# Sea Bunnies!



## AquaticPulse (Jun 19, 2011)

Curious, is anyone keeping them?

http://aquaticpulse.blogspot.ca/2015/08/sea-bunnies-current-craze.html


----------



## Atzau (Aug 17, 2012)

Hahaha! OMG, they're so cute! Of course, I'm biased though, as I've got a land bunny also.


----------



## TBemba (Jan 11, 2010)

Only feed on sponges so that would make keeping them some what difficult.


----------



## teemee (Aug 29, 2009)

TBemba said:


> Only feed on sponges so that would make keeping them some what difficult.


and if they only feed on sponges, they may only feed on one type of sponge...

I bought some blue irridescent sponge from SUM maybe 3 years ago that had a pair of the cutest little two blue nudibranchs - too cute to kill so over time that ate all the sponge and I ended up donating them to the ROM when their food source was nil.
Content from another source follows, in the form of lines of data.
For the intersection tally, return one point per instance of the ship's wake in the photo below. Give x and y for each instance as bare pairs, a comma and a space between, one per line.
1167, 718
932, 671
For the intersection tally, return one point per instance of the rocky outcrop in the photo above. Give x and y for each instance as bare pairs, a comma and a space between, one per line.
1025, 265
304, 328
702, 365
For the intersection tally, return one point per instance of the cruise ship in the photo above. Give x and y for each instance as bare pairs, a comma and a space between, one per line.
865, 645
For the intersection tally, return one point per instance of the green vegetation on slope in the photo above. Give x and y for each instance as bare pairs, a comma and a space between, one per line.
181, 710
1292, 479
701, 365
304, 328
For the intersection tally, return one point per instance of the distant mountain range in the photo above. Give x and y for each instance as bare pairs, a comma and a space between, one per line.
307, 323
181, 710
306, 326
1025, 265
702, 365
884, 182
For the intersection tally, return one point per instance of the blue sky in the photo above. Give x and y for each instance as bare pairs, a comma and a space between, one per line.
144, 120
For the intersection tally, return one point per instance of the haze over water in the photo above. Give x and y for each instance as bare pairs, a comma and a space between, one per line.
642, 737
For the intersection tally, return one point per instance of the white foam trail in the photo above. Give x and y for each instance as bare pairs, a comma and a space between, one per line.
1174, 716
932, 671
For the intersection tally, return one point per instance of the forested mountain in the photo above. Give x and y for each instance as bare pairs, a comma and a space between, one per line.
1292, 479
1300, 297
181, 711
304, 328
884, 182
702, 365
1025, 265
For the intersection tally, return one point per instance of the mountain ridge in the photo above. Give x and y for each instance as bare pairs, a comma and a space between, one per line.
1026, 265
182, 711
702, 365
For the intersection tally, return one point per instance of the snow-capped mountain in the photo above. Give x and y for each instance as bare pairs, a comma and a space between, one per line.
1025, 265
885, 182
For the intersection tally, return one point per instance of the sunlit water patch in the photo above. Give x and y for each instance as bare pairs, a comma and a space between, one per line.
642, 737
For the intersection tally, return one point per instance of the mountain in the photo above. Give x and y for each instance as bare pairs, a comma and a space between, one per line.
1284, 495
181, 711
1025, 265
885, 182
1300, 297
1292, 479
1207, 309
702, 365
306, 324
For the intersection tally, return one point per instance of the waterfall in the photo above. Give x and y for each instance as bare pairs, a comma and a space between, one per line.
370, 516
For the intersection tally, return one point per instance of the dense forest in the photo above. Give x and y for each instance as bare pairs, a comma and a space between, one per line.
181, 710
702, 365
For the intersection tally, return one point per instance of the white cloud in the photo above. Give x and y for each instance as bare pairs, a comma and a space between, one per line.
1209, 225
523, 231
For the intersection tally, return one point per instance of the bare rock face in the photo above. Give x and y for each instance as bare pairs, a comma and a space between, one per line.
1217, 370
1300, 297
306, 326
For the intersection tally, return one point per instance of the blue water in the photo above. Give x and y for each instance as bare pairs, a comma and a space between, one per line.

Never have I ever seen these ones around here... very cute, though!


----------



## AquaticPulse (Jun 19, 2011)

ROM? as in royal ontario museum? lol what is the ROM?


----------



## teemee (Aug 29, 2009)

AquaticPulse said:


> ROM? as in royal ontario museum? lol what is the ROM?


yes, Royal Ontario Museum, as part of the teaching collection.


----------